Vimos, então, que é a partir das significações de Melanie Klein (1930) que Dick pode progredir. Portanto, podemos concluir que na direção da cura com autistas torna-se necessário um oferecimento de significação. Essa posição parece ser distinta da direção da cura na psicose. Isto porque, na psicose, parece que é o próprio "sujeito" que dá a significação, como Schreber, que, diante das mensagens interrompidas, das vozes que lhe enviam os inícios das frases, ele devia, sem um minuto de descanso ou remissão, completar.

Diante dessa proposta de direção da cura com autistas, uma questão se impõe. Sabemos que no autismo o Outro não é simbolizado. Ou seja, com o autismo, nós lidamos com um Outro sem lei, um Outro intrusivo que se apodera do "sujeito", fazendo dele objeto de gozo. Assim, os signos da presença do Outro, incluindo a fala, são tomados como intrusivos, o que faz essas crianças evitarem esses signos de forma radical.

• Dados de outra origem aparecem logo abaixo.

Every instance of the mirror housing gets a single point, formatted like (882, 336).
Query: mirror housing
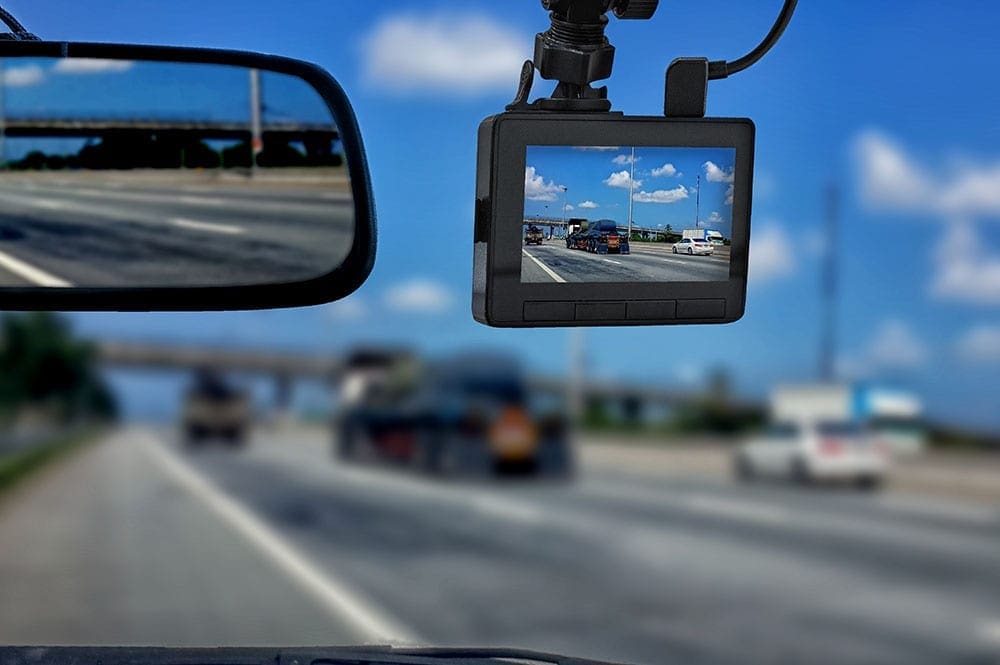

O analista, na transferência, é convocado a ocupar o lugar do Outro para o sujeito. Nesse sentido, será que esta direção – a de oferecer significações – não colocaria o analista no lugar do Outro intrusivo, reproduzindo o Outro do saber absoluto que se apodera do sujeito, colocando-o no lugar de objeto de gozo? Pensamos que a única forma de abordar a questão é a partir do desejo do analista. Acreditamos que as intervenções de Melanie Klein (1930) tiveram efeito no caso Dick, porque, ali, o desejo do analista estava operando. Não podemos esquecer que Melanie Klein (1930) inaugura, de certa forma, a psicanálise com crianças. E especificamente no caso Dick, ela diz que se viu "obrigada a modificar sua técnica usual" (Klein M, 1930: 260).

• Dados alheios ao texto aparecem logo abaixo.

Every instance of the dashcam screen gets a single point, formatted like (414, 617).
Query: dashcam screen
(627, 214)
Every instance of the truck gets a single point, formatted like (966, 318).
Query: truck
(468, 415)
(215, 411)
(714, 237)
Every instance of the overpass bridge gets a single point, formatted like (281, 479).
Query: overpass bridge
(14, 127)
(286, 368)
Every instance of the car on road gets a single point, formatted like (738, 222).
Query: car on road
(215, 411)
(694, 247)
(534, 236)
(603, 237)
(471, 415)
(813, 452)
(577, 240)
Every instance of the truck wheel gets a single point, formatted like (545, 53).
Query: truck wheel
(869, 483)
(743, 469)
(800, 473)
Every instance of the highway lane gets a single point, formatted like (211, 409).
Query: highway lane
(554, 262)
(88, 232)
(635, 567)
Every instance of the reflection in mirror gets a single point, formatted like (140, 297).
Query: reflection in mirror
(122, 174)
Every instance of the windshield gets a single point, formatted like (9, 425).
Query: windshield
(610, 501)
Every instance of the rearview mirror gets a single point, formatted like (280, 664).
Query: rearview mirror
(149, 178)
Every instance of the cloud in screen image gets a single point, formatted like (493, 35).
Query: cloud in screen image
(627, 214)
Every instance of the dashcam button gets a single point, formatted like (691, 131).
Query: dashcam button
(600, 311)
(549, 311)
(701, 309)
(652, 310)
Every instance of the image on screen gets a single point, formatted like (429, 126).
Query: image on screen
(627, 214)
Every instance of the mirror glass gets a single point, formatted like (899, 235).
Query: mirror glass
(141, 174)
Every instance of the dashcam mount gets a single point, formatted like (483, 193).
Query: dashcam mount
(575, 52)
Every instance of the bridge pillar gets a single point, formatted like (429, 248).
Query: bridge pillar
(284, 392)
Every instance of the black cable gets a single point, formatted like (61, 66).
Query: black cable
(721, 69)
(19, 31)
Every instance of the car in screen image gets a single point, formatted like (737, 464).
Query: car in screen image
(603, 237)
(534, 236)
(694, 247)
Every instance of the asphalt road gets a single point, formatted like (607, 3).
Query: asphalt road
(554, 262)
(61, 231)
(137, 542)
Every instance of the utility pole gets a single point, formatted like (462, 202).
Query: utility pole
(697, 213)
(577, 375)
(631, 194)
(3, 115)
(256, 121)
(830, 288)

É assim que, à revelia de sua teoria, impregnada de imaginário, ela permite Dick simbolizar a falta: "Dick então atirou a carroça danificada e seu conteúdo na gaveta e disse: ‘foi embora’ " (Klein M., 1930: 258). Dessa forma, em várias sessões, comparece o jogo do Fort Da (Freud 1920) porque Dick esconde os objetos, ele mesmo se esconde e assim por diante, e Melanie Klein (1930) o acolhe. Retomamos a intervenção de Melanie Klein (1930) para ressaltar a questão da douta ignorância – elemento fundamental que se articula com o desejo do analista.

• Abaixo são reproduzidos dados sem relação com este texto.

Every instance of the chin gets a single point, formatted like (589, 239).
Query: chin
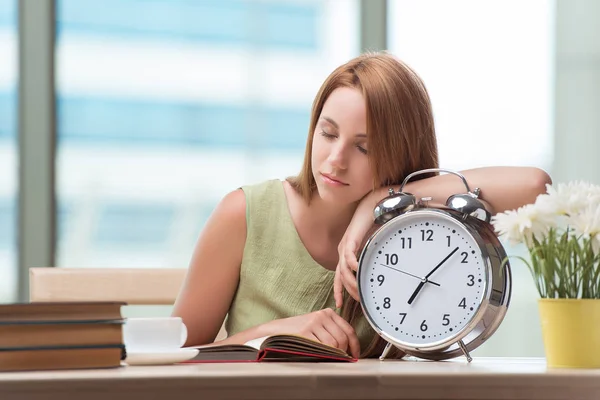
(340, 196)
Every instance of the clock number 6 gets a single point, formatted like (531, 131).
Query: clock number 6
(386, 303)
(471, 280)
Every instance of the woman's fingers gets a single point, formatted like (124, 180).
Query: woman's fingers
(348, 278)
(325, 337)
(338, 286)
(342, 329)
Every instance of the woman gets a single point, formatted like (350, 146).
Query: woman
(276, 257)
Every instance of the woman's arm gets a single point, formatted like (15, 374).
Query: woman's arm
(212, 280)
(503, 188)
(214, 271)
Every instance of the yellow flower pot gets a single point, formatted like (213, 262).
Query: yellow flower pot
(571, 332)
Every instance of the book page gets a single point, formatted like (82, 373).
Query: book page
(256, 343)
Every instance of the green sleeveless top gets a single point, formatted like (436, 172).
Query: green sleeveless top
(278, 276)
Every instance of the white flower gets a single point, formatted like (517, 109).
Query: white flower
(524, 224)
(587, 224)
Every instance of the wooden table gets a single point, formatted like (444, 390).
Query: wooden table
(484, 378)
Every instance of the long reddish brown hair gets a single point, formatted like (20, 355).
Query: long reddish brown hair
(400, 134)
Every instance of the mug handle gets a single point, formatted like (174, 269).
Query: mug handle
(183, 334)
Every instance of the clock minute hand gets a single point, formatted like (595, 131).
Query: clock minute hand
(441, 262)
(420, 286)
(409, 274)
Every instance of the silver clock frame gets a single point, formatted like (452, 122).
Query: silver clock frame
(496, 299)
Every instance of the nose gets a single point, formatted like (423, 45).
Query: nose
(338, 157)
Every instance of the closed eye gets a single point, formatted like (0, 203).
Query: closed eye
(327, 135)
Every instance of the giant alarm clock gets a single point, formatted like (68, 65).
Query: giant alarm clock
(434, 281)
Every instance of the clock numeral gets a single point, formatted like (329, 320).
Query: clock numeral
(427, 235)
(464, 254)
(391, 259)
(446, 320)
(406, 241)
(386, 303)
(403, 316)
(471, 280)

No texto "Variante do tratamento-padrão", Lacan ([1955] 1966), partindo da indicação de Freud sobre ser a ciência analítica recolocada em questão na análise de cada caso, aborda a questão referente à ignorância. Num primeiro momento, Lacan ([1955] 1966) parece referir-se a ignorância como um sintoma, como retorno do recalcado e, portanto, como censura da verdade do sujeito (um não querer saber sobre sua verdade). Em seguida, ele afirma: "o fruto positivo da revelação da ignorância é o não-saber, que não é uma negação do saber e sim sua forma mais elaborada" (Lacan, 1955: 360).

Nesse sentido, a passagem da ignorância sintomática para um não-saber implica numa elaboração por parte daquele que pretende se tornar analista. É só a partir desta elaboração, que acontece no percurso da formação do analista, que se pode ter acesso a revelação que é a de saber que não se sabe. É esta posição – de ignorar o que se sabe -, que é diferente da ignorância sintomática, que permite o analista escutar seu paciente transmitir seu saber sobre seu próprio inconsciente, através da associação livre. No final do texto "Variante do tratamento padrão", Lacan ([1955]1966) parece nomear essa posição – ignorar o que se sabe – de douta ignorância.

Retornando a questão do autismo, pensamos que o analista, atravessado pelo desejo do analista, e, mais especificamente, pela douta ignorância, pode oferecer a significação sem reproduzir o Outro intrusivo. Isto porque essa posição é bem diferente das mães de autistas que oferecem uma significação que porta uma certeza.

 

Referências bibliográficas:

KLEIN, M. (1930). "A importância da formação de símbolos no desenvolvimento do ego". In: Obras completas de Melanie Klein, Vol. I. Melanie Klein, amor, culpa e reparação e outros trabalhos (1921-1945). Tradução de A. Cardoso. Rio de Janeiro: Imago Ed., 1996, p.249-264.

LACAN, J. (1953-54). O Seminário livro1, Os escritos técnicos de Freud. Rio de Janeiro: Jorge Zahar,1979.

LACAN, J. (1955-56). O Seminário livro 3, As psicoses. Rio de Janeiro: Jorge Zahar, 1985.

LACAN, J. (1961-62). O Seminário livro 9, A identificação, Mimeo.

LACAN, J. (1969) "Dos Notas Sobre El Niño" In: Intervenciones y Textos 2. Argentina: Manantial,1993, p.55-57.